Google has made security a priority with Gmail early this year. Last month, the company announced changes to keep users safe including a broken lock icon display on messages when a user receives a message from or is about to send one to a person whose email service doesn’t support TLS encryption.
Also part of the February update was a question mark displayed on a sender’s profile/avatar if the user gets a message that can’t be authenticated.
Earlier this month, Google introduced improve data loss prevention features for enterprise customers using Gmail. This included optical character recognition for better scanning of attachments and the addition of new predefined content detectors.

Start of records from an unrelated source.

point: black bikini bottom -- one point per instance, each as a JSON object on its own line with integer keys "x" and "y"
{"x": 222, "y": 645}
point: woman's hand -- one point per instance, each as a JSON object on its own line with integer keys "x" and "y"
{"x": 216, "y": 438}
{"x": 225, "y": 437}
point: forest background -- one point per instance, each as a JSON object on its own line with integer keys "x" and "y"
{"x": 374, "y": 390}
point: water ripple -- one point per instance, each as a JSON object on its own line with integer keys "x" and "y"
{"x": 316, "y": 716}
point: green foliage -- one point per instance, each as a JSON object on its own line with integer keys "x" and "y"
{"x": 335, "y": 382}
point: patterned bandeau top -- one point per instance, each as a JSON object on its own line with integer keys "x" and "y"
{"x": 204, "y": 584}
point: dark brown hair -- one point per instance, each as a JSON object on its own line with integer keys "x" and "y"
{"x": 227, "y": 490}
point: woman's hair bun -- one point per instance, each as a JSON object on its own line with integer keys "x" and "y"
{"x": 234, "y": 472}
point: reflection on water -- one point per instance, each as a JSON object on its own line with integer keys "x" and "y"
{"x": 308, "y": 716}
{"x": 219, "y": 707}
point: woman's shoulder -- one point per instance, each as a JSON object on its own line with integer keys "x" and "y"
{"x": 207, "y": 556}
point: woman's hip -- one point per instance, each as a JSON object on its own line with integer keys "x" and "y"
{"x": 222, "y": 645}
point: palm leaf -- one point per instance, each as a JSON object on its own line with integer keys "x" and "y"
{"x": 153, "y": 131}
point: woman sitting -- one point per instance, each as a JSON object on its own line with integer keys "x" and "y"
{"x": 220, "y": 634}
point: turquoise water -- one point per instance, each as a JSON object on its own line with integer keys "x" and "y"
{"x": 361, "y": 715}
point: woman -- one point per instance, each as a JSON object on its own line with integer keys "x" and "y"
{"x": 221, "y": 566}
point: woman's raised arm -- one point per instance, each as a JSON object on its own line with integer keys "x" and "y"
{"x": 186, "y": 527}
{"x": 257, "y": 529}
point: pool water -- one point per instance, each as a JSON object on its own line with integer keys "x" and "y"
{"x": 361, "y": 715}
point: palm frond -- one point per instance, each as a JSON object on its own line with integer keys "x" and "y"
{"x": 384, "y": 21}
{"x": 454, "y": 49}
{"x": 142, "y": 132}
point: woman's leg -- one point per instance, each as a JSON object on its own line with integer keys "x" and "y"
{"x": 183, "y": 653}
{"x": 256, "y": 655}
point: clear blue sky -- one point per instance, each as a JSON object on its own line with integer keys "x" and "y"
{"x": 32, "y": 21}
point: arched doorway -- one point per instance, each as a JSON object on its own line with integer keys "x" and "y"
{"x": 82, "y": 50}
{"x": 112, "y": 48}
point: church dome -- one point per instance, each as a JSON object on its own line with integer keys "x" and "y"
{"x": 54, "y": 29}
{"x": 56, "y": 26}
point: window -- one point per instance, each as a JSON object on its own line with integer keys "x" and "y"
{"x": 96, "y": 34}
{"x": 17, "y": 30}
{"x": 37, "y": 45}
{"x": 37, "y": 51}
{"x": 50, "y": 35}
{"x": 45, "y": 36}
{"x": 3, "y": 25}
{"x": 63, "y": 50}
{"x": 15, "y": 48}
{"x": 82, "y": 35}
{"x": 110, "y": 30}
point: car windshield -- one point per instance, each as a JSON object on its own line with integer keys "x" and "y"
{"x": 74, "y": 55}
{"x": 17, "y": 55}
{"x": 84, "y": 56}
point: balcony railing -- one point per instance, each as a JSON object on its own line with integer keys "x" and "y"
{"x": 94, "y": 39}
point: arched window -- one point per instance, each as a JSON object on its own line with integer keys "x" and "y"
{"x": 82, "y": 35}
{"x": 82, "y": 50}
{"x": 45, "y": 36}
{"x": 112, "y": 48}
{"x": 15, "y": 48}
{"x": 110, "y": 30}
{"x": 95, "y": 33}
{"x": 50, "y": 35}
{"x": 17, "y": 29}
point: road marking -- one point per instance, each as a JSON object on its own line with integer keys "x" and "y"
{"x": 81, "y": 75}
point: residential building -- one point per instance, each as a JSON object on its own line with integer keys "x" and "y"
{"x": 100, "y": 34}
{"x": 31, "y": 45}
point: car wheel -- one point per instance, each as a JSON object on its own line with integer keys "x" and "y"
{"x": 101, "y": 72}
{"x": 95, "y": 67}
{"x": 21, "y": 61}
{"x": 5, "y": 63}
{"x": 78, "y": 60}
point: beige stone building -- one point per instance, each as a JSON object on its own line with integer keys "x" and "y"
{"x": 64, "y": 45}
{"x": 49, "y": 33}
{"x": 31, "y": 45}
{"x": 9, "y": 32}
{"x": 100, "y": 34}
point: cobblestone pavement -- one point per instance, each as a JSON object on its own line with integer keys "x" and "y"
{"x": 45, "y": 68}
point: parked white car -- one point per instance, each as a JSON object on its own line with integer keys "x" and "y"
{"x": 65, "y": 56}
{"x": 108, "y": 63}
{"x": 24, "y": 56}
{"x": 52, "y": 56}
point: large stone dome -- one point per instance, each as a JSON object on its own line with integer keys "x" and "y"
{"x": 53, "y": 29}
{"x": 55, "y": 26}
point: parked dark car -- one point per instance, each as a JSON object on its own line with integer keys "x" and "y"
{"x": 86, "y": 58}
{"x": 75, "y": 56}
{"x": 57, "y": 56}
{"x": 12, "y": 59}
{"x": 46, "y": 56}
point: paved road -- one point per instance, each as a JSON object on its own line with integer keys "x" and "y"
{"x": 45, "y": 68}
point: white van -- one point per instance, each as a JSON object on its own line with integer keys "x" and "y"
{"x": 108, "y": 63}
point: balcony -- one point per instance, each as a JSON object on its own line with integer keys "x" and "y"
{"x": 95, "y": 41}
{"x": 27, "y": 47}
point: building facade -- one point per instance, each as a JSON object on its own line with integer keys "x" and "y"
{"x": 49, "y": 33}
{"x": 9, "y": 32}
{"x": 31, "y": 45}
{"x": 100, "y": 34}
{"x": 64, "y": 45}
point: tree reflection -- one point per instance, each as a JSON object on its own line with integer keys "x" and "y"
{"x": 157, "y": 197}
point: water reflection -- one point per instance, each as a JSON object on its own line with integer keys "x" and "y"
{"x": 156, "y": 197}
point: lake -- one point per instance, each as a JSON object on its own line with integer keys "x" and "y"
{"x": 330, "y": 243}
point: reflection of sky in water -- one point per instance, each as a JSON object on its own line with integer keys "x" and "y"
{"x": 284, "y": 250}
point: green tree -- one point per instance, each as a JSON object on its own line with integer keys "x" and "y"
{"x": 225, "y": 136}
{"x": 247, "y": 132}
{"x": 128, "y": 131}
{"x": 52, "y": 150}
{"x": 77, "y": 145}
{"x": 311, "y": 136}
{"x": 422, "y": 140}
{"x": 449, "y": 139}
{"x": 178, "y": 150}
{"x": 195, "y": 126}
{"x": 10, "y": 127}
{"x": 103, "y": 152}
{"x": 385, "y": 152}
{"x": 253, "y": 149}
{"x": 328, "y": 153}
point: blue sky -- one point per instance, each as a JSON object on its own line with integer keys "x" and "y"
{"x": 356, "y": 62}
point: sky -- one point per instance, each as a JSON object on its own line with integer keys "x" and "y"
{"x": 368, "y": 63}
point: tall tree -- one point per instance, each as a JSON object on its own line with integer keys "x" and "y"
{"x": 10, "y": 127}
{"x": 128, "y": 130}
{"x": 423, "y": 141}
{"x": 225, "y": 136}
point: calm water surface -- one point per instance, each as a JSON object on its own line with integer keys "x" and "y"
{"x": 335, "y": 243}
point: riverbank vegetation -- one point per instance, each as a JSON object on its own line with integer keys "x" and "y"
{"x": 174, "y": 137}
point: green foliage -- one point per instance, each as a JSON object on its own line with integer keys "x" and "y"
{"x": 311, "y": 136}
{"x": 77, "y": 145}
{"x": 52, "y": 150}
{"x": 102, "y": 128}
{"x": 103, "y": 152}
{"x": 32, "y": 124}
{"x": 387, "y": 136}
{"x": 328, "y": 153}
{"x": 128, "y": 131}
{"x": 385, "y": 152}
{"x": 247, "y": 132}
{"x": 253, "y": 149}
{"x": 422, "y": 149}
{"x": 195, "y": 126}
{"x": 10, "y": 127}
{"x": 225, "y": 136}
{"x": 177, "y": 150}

Google also launched two new detection parameters to give its largest Work customers better control over DLP policies, minimize false positives, and “take action commensurate with the level of perceived risk.” There is a count parameter and a confidence parameter. The former lets customers set up different DLP policies based on whether a message contains individual or bulk PII. The latter lets customers tighten or loosen detection criteria for the most commonly used detectors.
On Thursday, Google announced partnerships with Comcast, Microsoft, and Yahoo to submit a draft IETF specification for “SMTP Strict Transport Security.” As the company describes, this is a new proposed standard that enables companies to ensure mail is only delivered through encrypted channels, and furthermore that encryption failures are reported for analysis.
Google is also extending its “Safe Browsing” feature, which is already enabled in several of its products, to give Gmail users warnings if they click links Google has identified as potentially dangerous. This is being applied when Gmail is used in different web browsers and email apps.
Finally, Google is launching a new full-page warning about state-sponsored attacks and how to stay safe from them.
Google notes that a very small percentage of users will ever see these (mainly activists, journalists, policy-makers, etc.), but those who do may see them instead of the existing warnings or in addition to them.